Why did you resign?”  
I…I…I….I…”  


 _The voices and faces surrounded No. 6. He could feel the presence of the Number 2s or Number 1, that phantom him. They surrounded him in a tight circle taunted him! He struggled as a scream that was not his own filled the room. He fought the presences, ready to shoot his way out if need be. The scream was surrounded the entire room. Number 6 fought against his assailants with fists, words, struggling to be unbroken and remember who he was…remember…  
_

John rose from his bed his hand resting on his throbbing aching head. The dream was over and he was lying in his own bedroom. He sighed.” Begone in the name of the Father, Son, and Holy Ghost, begone,” he recited remembering the chants that priests did to exorcise the demons. Of course this time, the demons were more sinister, more internal. The scream broke John from his dour thoughts, the same scream that bled into his dream. Startled, John sprang from his bed and ran towards the sitting room where Lexi had slept.  


Rather than disturb the young man, John earlier allowed Lexi to sleep on the sofa. He wasn’t sleeping now. Instead Lexi had a cutting knife in his hand and aimed it at some imaginary assailant. Lexi dodged and pointed the knife as though he were in the middle of a fight. He drew back and aimed again in a one-sided ballet. “Please don’t take my life/I have two little children and a very lovely wife,” Lexi chanted hypnotically.  
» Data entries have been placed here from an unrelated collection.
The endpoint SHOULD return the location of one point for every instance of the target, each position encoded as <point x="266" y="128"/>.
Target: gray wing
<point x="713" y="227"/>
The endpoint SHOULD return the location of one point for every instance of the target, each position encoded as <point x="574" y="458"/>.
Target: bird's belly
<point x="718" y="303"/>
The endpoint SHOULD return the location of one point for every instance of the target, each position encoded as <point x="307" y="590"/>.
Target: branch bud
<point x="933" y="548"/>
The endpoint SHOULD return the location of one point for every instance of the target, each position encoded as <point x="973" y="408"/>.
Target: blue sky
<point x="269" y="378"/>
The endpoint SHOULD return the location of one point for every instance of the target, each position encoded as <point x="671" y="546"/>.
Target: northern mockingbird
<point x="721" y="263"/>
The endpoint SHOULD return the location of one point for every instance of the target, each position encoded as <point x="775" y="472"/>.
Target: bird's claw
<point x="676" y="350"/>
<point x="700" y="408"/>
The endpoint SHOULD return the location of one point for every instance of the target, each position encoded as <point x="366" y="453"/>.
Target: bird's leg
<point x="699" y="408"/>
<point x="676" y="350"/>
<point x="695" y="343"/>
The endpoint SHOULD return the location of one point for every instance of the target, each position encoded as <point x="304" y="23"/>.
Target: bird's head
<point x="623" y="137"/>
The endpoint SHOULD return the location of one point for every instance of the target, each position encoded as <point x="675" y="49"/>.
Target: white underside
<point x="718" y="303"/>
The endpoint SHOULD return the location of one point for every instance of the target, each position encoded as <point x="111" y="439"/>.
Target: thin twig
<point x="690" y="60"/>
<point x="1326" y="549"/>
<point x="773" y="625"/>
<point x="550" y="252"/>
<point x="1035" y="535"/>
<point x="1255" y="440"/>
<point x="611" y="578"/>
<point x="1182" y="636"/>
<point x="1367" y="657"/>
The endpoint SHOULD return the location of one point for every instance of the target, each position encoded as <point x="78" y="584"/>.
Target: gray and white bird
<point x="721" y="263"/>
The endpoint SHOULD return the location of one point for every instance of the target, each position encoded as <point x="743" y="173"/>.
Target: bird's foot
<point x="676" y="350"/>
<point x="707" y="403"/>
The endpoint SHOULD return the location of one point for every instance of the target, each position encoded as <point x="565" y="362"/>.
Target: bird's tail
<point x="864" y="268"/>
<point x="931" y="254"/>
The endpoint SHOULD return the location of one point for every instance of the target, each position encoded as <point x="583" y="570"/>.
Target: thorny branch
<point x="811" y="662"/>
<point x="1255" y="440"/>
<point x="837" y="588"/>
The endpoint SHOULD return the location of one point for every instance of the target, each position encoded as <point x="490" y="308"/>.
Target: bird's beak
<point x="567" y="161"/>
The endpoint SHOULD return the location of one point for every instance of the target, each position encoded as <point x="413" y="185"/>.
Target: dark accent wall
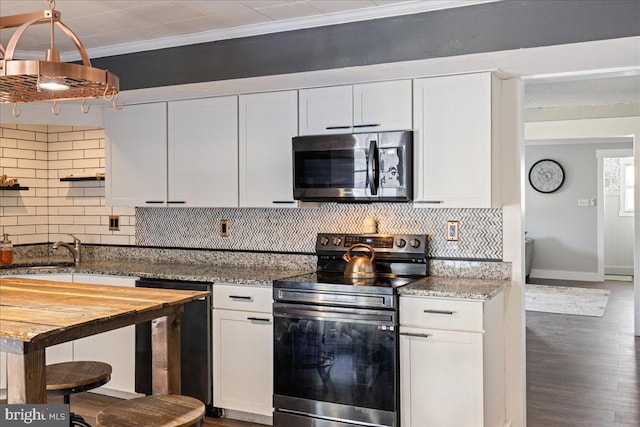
<point x="504" y="25"/>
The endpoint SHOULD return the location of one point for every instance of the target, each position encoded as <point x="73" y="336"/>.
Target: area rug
<point x="566" y="300"/>
<point x="618" y="278"/>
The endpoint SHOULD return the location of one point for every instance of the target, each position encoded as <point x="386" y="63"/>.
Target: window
<point x="626" y="186"/>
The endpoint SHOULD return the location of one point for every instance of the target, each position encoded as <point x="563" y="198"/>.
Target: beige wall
<point x="39" y="156"/>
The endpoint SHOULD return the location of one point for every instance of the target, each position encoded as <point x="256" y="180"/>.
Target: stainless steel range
<point x="336" y="335"/>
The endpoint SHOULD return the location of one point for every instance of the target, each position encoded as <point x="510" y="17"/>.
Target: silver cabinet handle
<point x="409" y="334"/>
<point x="367" y="126"/>
<point x="447" y="312"/>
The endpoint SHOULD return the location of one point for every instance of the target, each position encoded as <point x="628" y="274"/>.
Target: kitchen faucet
<point x="75" y="249"/>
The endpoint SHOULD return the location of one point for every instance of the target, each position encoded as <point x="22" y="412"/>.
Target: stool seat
<point x="74" y="377"/>
<point x="168" y="410"/>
“Lexi,” John approached the young man and spoke gently and firmly.“It’s just a dream, there is nothing there.” He tapped his young friend on the shoulder. Lexi drew back as if he had bitten. Then, he pointed the knife at John.  
“Bang! Bang! Maxwell’s silver hammer/ came down on his head!,” Lexi chanted. John stepped back as Lexi stepped forward. “Clang! Clang! Maxwell’s silver hammer/Made sure that he was dead.”  
“You may do that if you like,” John said evenly. “But, I am not one of them. Just as before. Trust me.” Lexi hesitated and John slowly approached the young man. Lexi stepped back in surprise and screamed. He ran towards the older man, but John grabbed his wrist. The knife fell from the boy’s hand onto the floor. Seizing the opportunity, John punched Lexi. Surprised, he fell backwards and shook his head awake from his trance.  
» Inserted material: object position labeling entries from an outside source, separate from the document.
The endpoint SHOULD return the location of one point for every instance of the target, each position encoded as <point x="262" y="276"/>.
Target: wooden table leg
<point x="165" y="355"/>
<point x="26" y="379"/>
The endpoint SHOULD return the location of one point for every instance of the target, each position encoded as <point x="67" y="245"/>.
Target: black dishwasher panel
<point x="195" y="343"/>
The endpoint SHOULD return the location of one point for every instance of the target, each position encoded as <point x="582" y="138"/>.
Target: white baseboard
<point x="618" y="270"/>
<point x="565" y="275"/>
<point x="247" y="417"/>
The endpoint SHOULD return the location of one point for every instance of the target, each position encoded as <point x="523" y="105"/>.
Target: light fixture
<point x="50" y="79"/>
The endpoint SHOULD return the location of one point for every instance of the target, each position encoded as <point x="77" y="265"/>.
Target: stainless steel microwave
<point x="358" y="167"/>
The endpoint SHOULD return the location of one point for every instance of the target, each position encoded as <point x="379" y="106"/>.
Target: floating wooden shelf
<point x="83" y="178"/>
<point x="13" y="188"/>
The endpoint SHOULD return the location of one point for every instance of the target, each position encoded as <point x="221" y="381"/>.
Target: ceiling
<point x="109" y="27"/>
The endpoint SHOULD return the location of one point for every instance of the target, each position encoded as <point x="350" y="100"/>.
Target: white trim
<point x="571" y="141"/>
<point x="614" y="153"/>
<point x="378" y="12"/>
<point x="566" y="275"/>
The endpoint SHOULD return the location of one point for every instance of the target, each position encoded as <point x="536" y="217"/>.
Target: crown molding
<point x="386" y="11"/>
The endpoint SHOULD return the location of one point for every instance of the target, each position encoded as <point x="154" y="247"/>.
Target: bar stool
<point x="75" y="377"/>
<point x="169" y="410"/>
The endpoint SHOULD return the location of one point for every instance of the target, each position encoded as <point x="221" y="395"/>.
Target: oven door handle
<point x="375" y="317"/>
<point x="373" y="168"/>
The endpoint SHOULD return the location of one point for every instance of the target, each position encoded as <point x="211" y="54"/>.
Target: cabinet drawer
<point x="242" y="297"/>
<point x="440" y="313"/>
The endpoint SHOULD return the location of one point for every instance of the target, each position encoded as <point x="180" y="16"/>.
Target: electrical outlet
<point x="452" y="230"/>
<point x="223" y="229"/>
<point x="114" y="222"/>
Lexi looked at John as if seeing him for the first time. “I thought I was there,” he breathed. “I was still there. I keep running so they don’t find me, but they always do.”  
John nodded. “I know, I understand,” he said. He held the young man by the hand and the shoulder and lowered him back on the sofa. “I understand, but they won’t find you not here, not now, not ever. Don’t let them.” The two caught their breaths in silence just staring in the darkness of the sitting room. John sat on a nearby chair close enough to hold onto the young man, but not close enough to invade his personal space.  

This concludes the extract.